今回お話しした中で、これだけは心のノートにメモしておいてほしい!というポイントを、もう一度だけ整理させてください。
紗月からの「身を守るための3つの約束」
- 生年月日は「一生変わらないパスワード」:
変更できるパスワードとは違い、生年月日は一生モノです。安易に入力することは、家の合鍵を見知らぬ人に渡すのと同じくらいリスクがあることだと覚えておいてください。 - 「無視」こそが最強の防御魔法:
もし迷惑メールが来ても、絶対に反応しないでください。「配信停止」もクリックしてはいけません。あなたの沈黙こそが、悪質業者にとって一番のダメージになります。 - 困ったときは一人で抱え込まない:
「騙されたかも」と思っても、自分を責めないでください。消費者ホットライン「188」や警察相談電話「#9110」など、あなたの味方は必ずいます。
「タダより高いものはない」という言葉は、インターネットの世界、特に占いの世界では鉄則です。

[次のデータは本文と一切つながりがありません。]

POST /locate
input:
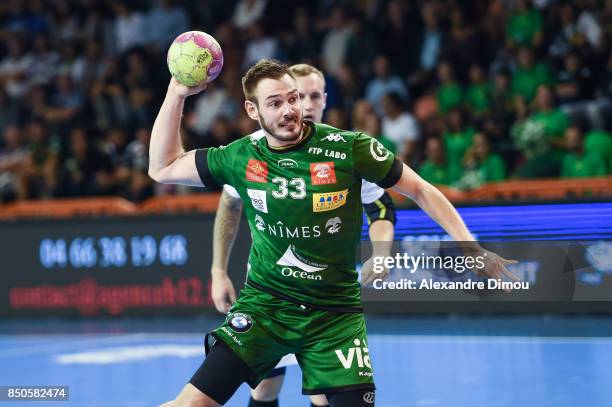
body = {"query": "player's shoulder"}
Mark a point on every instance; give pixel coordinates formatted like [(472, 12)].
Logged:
[(327, 133)]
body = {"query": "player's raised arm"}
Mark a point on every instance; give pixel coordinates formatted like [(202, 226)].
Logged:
[(168, 161)]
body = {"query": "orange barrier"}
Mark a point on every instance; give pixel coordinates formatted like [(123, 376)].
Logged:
[(67, 208), (502, 192)]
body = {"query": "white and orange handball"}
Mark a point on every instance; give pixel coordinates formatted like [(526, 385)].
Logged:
[(195, 57)]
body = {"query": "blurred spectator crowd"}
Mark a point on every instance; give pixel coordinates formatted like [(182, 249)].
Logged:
[(464, 92)]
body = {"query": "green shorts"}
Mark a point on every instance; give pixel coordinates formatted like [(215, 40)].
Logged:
[(330, 347)]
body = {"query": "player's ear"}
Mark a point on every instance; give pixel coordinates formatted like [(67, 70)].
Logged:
[(251, 109)]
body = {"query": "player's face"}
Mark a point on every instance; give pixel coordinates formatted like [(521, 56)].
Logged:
[(313, 96), (279, 109)]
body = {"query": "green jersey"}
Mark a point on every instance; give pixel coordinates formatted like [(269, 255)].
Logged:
[(303, 206)]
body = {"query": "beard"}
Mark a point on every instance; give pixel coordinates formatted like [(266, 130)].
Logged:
[(293, 136)]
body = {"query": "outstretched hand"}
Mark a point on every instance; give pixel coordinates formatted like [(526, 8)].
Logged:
[(182, 90)]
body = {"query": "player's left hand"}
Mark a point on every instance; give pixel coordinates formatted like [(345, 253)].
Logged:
[(368, 275)]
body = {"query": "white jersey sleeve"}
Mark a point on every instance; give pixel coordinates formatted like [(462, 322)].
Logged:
[(370, 192)]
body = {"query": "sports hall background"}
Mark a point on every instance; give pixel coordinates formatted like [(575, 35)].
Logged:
[(506, 105)]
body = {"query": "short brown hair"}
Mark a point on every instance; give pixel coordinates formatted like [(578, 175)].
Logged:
[(305, 70), (264, 69)]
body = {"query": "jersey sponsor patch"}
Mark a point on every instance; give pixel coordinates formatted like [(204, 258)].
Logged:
[(328, 201), (292, 259), (333, 225), (258, 199), (322, 173), (378, 151), (257, 171)]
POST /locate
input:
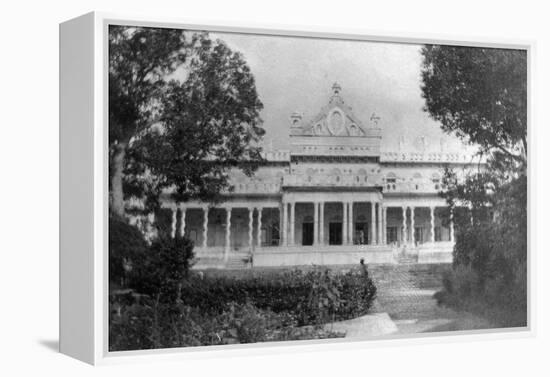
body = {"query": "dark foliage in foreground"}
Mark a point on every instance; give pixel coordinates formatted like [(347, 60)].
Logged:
[(126, 248), (147, 325), (224, 310), (314, 296), (480, 95), (489, 273)]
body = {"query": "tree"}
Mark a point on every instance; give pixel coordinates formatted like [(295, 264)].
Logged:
[(210, 124), (480, 94), (139, 60), (183, 109)]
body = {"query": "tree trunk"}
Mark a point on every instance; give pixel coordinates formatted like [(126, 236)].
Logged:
[(117, 194)]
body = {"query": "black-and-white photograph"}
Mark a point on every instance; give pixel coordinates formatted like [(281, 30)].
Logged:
[(268, 188)]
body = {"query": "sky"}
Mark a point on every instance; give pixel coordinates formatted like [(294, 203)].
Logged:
[(296, 74)]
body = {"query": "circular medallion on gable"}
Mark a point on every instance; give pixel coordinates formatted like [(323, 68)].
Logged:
[(336, 121)]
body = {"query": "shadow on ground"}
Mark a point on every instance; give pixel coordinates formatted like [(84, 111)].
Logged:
[(406, 292)]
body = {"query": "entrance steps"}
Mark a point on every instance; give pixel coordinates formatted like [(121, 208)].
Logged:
[(404, 258), (238, 262)]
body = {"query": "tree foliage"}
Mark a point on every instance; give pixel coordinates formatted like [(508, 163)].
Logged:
[(183, 110), (139, 60), (480, 94), (211, 124)]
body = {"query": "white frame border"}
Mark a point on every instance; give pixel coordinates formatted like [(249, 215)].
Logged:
[(101, 354)]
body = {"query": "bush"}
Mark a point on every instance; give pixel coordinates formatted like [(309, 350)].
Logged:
[(127, 248), (311, 297), (489, 273), (146, 325), (163, 268)]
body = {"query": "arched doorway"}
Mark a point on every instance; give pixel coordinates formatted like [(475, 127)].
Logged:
[(361, 236), (307, 231), (335, 231)]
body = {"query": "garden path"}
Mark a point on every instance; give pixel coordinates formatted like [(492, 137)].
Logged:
[(405, 293)]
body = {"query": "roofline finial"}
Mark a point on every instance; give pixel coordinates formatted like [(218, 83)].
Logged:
[(336, 88)]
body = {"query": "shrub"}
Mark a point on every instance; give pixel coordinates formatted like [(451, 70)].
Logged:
[(314, 296), (145, 325), (163, 268)]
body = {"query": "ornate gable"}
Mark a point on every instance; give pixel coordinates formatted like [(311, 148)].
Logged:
[(335, 119)]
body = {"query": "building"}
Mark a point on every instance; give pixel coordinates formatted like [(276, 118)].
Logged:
[(334, 197)]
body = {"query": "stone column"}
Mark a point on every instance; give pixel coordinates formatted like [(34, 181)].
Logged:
[(345, 229), (205, 227), (315, 223), (412, 227), (404, 233), (384, 225), (284, 229), (373, 222), (451, 229), (322, 223), (379, 223), (227, 233), (182, 223), (174, 221), (250, 227), (351, 229), (292, 226), (259, 235), (432, 224)]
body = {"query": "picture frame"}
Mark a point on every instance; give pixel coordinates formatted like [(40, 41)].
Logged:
[(84, 190)]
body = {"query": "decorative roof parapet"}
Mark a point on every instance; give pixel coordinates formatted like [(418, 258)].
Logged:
[(458, 157)]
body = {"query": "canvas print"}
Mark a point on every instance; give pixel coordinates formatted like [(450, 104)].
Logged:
[(267, 188)]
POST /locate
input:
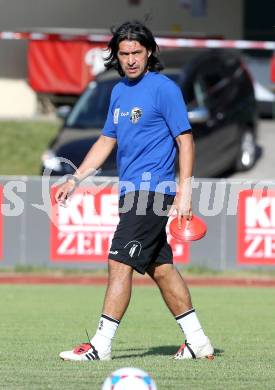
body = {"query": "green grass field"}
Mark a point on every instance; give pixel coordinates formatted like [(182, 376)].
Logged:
[(37, 322), (22, 144)]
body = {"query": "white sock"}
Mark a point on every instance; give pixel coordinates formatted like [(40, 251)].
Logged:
[(106, 330), (191, 327)]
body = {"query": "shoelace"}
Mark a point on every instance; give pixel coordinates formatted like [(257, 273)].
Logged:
[(84, 347), (182, 347)]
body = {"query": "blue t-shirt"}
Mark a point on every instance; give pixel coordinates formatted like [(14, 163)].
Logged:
[(145, 116)]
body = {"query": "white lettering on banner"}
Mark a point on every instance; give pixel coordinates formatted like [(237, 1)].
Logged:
[(84, 230), (258, 213), (256, 227), (259, 246)]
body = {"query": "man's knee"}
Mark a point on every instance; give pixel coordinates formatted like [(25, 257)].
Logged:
[(161, 272), (119, 270)]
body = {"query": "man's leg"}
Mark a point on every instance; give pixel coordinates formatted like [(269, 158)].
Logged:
[(172, 287), (177, 298), (119, 288), (117, 298)]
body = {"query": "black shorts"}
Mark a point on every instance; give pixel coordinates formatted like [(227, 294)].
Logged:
[(140, 238)]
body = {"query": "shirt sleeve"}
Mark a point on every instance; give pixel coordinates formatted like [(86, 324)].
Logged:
[(173, 108), (110, 127)]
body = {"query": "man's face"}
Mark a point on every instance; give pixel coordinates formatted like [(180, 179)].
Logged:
[(133, 58)]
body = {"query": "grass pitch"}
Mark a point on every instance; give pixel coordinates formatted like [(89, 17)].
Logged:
[(37, 322), (22, 144)]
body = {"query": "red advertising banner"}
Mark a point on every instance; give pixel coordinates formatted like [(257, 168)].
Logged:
[(83, 231), (1, 224), (62, 67), (256, 227), (272, 69)]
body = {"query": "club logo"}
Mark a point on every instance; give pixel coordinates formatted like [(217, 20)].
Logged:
[(135, 248), (116, 115), (136, 114)]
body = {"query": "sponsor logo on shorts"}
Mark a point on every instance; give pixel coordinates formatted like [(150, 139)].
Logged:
[(113, 252), (135, 248), (136, 114), (100, 326)]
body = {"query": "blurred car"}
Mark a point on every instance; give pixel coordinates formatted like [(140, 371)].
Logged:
[(260, 69), (219, 94)]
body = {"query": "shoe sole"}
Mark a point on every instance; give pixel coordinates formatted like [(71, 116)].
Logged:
[(72, 360)]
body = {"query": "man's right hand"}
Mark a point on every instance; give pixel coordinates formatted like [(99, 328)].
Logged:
[(64, 191)]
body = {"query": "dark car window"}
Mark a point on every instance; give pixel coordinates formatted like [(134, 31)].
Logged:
[(92, 107)]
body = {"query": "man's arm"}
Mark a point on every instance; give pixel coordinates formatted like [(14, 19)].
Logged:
[(186, 149), (96, 156)]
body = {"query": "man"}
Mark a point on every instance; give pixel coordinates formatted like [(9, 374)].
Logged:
[(147, 118)]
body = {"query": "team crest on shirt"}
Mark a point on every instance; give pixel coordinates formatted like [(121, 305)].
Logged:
[(116, 115), (136, 114)]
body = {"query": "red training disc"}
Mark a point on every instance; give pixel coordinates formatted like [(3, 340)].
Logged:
[(191, 230)]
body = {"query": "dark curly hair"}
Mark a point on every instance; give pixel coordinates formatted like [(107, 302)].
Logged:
[(132, 31)]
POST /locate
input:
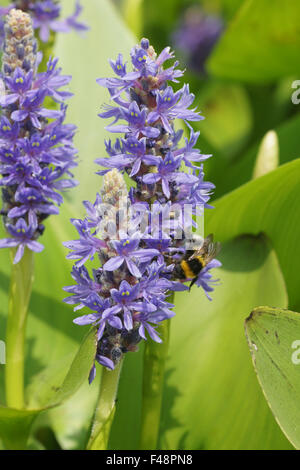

もちろん、無料で良心的な占いを提供しているサイトもたくさんありますが、その裏側で虎視眈々と個人情報を狙っている業者がいるのも事実です。「運営元がはっきりしない」「過剰に不安を煽ってくる」「退会方法がわからない」といったサイトには近づかないこと。この知識を持っているだけで、それはあなたの身を守る強力な「お守り」になります。
もし、うっかり入力してしまって不安な夜を過ごしている方がいたら、まずは深呼吸してください。そして、今日お伝えしたパスワードの変更や受信拒否設定を、一つずつ落ち着いてやってみてください。焦らなくて大丈夫です。
不安な気持ちにつけ込んでくる悪質なサイトではなく、あなたが心から安心して楽しめる場所で、占いを活用していけますように。そして、占いがあなたを縛り付ける鎖ではなく、未来を明るく照らす灯りであり続けますように。この記事が、少しでもその手助けになれば、これ以上嬉しいことはありません。